# NEWBIE Question On Edge Joinig and Glue up(bar top)!!!



## juanation (Jan 17, 2010)

hey guys!! im starting out a new project. This is a Bar-liquor cabinet. As shown on the pictures. My question is, what is the best method for board glue up for the bar top.???? I'm using 1 inch * 5 inch * 6 feet boards of manchiche...similar to purple heart..(5 boards actually) i will glue up this boards and then cross cutting them, because the top is a folding top...as shown in the pictures.

i don't have any fancy clamps..i only got pipe clamps different lengths.

does any one has photos on how to demostrate your Technique...please need help...sorry for my bad english!!! 

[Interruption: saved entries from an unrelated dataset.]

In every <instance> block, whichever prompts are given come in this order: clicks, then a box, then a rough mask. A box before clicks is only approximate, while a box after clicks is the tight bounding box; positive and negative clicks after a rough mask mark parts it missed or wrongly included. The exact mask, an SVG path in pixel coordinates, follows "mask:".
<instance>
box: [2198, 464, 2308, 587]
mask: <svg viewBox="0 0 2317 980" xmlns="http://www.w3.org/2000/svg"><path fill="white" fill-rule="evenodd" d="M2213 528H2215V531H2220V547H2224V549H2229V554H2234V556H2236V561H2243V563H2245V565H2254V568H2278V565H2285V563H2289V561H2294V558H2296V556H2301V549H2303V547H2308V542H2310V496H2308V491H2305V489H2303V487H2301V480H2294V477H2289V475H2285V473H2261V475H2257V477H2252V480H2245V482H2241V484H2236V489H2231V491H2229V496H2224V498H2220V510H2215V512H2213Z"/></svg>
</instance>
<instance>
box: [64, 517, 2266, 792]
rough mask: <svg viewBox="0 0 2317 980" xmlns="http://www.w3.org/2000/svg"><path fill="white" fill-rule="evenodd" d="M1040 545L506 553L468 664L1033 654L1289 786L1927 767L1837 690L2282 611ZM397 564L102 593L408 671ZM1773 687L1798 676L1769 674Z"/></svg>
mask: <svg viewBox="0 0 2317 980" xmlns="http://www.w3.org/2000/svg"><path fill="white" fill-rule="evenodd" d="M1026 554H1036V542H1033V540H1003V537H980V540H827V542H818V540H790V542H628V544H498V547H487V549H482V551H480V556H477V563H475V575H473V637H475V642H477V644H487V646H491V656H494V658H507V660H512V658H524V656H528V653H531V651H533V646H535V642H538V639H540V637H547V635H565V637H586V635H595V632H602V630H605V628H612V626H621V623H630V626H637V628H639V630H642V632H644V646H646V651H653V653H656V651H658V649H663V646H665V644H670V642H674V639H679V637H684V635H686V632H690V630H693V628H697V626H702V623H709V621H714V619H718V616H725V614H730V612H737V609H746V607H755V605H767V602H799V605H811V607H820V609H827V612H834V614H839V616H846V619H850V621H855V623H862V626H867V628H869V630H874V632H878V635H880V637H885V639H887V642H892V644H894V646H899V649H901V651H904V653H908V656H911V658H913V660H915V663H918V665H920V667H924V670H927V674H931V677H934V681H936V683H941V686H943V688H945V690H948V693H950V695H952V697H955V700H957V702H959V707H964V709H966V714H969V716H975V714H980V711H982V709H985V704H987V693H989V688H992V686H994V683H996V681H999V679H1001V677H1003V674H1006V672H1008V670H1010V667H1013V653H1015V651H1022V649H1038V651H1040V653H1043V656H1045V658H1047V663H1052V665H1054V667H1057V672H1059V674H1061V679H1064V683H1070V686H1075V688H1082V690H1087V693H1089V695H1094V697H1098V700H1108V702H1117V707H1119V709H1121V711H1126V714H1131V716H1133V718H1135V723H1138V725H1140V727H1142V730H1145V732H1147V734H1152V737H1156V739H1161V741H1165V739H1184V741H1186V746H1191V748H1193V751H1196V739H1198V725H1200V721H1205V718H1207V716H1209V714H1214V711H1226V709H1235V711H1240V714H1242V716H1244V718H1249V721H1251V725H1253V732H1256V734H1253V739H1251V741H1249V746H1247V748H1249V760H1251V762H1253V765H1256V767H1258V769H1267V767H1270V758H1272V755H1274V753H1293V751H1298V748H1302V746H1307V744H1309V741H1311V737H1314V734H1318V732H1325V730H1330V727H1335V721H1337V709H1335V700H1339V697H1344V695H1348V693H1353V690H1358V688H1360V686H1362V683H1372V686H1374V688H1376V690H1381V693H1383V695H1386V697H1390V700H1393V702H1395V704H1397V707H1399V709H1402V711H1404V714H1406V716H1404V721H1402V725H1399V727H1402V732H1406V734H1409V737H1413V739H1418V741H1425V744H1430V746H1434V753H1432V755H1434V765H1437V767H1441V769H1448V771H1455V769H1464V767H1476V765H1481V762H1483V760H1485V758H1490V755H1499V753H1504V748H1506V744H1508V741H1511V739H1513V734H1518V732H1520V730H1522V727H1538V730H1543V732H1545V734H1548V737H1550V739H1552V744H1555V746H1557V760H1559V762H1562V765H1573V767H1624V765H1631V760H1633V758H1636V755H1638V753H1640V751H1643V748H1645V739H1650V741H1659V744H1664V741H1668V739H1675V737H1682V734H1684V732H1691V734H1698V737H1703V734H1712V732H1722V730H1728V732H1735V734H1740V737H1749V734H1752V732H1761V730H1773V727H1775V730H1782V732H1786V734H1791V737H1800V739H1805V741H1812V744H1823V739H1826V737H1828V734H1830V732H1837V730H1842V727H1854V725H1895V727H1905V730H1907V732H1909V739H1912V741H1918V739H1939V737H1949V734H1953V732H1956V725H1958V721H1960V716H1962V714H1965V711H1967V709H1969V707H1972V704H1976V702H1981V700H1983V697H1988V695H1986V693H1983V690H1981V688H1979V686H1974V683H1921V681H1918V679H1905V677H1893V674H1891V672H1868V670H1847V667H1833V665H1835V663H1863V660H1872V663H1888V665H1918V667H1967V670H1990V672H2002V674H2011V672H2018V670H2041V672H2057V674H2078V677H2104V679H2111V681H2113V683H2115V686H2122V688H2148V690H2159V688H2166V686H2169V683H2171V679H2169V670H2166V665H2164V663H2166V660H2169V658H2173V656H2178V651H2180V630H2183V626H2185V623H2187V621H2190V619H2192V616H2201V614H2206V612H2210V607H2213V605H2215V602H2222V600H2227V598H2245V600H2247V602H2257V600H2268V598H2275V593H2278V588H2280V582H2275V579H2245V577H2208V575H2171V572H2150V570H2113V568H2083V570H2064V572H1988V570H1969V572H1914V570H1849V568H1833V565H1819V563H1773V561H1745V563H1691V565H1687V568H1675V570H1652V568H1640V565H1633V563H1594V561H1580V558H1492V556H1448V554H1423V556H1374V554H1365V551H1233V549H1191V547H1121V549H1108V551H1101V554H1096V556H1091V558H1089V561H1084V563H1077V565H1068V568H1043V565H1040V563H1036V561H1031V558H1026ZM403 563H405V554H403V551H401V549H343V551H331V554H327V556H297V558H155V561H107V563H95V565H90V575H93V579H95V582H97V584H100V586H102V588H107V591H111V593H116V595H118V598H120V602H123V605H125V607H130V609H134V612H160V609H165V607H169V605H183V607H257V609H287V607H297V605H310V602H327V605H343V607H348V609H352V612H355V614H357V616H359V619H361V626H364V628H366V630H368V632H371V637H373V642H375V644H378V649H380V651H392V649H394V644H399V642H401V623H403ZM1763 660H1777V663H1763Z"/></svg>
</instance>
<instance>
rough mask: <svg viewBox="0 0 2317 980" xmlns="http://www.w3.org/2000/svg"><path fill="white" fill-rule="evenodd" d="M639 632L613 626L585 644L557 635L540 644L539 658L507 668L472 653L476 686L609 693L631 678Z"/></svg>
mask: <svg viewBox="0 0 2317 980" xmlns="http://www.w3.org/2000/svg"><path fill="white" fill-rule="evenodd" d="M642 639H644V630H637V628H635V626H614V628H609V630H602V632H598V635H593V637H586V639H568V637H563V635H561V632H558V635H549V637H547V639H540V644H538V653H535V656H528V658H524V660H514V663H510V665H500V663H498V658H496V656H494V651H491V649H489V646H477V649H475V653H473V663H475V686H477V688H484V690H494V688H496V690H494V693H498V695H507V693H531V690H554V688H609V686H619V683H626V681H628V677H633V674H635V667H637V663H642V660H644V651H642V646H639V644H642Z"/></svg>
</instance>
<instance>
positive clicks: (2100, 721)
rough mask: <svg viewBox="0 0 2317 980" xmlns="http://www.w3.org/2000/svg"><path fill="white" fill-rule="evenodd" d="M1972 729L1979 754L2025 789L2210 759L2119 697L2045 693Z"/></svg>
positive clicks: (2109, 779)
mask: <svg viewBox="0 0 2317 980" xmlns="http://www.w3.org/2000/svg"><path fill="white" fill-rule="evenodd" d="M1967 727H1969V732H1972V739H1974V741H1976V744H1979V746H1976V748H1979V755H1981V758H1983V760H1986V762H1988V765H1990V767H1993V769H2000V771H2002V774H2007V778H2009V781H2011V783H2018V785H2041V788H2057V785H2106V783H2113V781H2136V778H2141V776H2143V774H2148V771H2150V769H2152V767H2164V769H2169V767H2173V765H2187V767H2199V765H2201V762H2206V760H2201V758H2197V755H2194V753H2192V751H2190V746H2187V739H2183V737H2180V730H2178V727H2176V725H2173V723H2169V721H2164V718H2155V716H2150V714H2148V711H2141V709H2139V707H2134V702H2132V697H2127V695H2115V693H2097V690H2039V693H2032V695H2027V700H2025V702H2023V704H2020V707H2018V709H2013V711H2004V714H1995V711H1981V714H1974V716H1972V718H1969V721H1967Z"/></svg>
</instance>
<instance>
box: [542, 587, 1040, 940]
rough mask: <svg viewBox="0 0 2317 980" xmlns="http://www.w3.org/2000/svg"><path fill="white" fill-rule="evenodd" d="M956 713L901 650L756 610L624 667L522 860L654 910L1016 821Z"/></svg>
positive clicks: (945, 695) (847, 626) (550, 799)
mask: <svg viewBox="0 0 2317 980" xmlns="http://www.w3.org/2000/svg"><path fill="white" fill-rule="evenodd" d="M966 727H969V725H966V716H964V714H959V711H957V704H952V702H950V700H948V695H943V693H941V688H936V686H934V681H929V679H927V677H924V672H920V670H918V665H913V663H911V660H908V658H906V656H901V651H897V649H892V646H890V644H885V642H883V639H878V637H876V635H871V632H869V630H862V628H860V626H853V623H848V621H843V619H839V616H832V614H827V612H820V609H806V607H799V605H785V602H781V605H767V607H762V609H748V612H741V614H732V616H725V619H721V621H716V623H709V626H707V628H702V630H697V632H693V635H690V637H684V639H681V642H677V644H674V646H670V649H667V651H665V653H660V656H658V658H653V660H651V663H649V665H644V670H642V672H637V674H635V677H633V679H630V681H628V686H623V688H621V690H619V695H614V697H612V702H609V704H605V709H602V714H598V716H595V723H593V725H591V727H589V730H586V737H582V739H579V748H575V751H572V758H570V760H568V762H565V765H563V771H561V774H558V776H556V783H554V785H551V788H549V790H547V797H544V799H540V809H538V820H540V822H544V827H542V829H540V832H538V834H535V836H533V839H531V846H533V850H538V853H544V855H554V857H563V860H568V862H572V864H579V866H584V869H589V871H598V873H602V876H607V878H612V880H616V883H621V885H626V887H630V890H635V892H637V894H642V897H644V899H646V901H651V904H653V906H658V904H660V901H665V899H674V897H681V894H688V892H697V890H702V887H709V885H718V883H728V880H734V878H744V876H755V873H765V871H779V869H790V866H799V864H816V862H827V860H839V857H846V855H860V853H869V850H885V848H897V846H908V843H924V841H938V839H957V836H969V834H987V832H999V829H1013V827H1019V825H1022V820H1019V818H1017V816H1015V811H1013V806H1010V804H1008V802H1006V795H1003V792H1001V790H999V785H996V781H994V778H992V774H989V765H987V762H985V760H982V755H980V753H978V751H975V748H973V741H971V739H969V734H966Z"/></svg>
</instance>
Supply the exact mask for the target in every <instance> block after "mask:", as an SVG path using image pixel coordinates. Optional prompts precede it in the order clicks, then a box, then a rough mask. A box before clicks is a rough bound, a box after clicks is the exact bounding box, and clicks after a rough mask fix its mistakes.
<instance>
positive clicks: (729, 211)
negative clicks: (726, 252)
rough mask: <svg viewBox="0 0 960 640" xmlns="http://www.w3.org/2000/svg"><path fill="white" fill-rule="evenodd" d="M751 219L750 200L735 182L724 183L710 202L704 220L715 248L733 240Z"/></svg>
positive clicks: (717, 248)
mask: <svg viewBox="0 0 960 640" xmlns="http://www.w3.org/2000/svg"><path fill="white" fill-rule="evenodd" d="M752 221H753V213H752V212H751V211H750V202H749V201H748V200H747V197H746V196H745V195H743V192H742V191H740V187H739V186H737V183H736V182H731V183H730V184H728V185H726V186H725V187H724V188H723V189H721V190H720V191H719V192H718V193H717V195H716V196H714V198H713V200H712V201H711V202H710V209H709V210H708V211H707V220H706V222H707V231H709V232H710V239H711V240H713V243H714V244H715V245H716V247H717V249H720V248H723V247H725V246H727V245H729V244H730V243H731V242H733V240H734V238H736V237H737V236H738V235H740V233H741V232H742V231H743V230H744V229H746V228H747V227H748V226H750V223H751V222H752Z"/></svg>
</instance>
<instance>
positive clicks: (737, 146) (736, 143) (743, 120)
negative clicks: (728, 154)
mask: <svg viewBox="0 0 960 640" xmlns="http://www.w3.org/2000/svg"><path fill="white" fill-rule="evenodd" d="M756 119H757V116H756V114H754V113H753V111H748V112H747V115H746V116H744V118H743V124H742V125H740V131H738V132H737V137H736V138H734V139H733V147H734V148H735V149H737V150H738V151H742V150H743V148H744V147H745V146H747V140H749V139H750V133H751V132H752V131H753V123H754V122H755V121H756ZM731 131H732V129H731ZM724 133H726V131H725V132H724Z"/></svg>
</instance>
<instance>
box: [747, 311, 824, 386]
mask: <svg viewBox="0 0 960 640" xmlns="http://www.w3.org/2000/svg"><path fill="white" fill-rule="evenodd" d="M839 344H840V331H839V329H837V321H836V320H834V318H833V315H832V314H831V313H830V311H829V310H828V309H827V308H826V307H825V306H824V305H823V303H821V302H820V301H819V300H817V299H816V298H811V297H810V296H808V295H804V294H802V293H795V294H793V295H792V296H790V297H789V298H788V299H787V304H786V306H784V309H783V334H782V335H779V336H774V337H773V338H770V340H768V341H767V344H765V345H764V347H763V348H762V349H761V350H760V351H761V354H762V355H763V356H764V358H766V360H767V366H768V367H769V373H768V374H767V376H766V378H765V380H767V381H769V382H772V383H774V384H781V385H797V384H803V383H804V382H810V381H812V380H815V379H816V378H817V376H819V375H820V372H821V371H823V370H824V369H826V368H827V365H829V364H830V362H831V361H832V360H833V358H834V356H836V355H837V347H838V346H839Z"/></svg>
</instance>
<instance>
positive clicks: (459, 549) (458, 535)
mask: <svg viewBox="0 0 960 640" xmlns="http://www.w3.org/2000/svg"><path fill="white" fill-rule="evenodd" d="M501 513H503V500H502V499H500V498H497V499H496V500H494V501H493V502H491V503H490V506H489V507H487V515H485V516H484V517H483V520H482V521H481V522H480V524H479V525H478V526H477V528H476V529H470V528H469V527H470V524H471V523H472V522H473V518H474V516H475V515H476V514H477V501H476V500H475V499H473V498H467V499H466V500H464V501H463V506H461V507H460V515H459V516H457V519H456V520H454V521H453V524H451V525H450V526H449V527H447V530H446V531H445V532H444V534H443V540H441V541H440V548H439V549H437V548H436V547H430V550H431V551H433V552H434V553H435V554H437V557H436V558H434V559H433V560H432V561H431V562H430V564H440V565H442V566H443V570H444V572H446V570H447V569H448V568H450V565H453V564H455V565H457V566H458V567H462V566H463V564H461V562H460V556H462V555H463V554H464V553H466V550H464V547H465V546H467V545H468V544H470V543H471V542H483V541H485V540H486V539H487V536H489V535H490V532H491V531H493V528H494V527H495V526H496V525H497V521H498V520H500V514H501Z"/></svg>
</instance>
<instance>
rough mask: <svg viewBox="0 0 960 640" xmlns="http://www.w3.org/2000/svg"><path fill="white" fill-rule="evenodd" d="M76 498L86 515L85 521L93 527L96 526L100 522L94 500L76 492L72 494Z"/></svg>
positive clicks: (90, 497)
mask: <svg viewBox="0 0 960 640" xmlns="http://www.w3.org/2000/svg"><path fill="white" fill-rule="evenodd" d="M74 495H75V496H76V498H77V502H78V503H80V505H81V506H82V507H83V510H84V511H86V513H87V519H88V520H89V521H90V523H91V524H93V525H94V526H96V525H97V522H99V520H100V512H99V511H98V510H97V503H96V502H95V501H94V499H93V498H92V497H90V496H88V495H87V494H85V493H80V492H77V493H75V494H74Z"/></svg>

here are some pics of the bar a want to replicate!!

cheers mates!!!


----------



## wseand40 (Jan 24, 2010)

You have to make sure all you boards are square and best if the same thickness. I don not have any picks but i do have a web page you can look at. http://www.canadianhomeworkshop.com/index.php?ci_id=2659&la_id=1. I would glue 2 pieces together and than glue the remaining 3 pieces together. When those have dried for 24 hours glue the two pieces together. A six foot length will probably take about 7 clamps to hold it together properly while gluing. You can try and cross cut to length prior to gluing it it might be a bit easier to handle. Check out that web page and do a few trial runs if you have some scrap wood. Good Luck....


----------



## AZ Termite (Dec 20, 2008)

You want to glue it all together at the same time. You will get a better result. You want to joint the edges before you try to glue them or you will have gaps in the glue joints. make sure that the end grain is running opposite of each board, so the first board the rings are up and the next the rings are down. Doing it this way will make the glue-up more stable. For the 7' glue-up you will want 4 or 5 clamps under the piece and at least 3 on the top to keep everything flat. I don't have any photos to post. Hope this helps.
David


----------



## juanation (Jan 17, 2010)

ok!!ill give it a try!!!thanx guys!!!!!you are awesome!!!


----------



## JEC559 (Jul 1, 2009)

I did something similar with a dining table using 2" wide pieces. I cross cut after I was done to make a table with a leaf. I would glue a couple boards at a time and then piece them together in thirds to make the final assembly. After I cross cut I squared the cut up with a router.


----------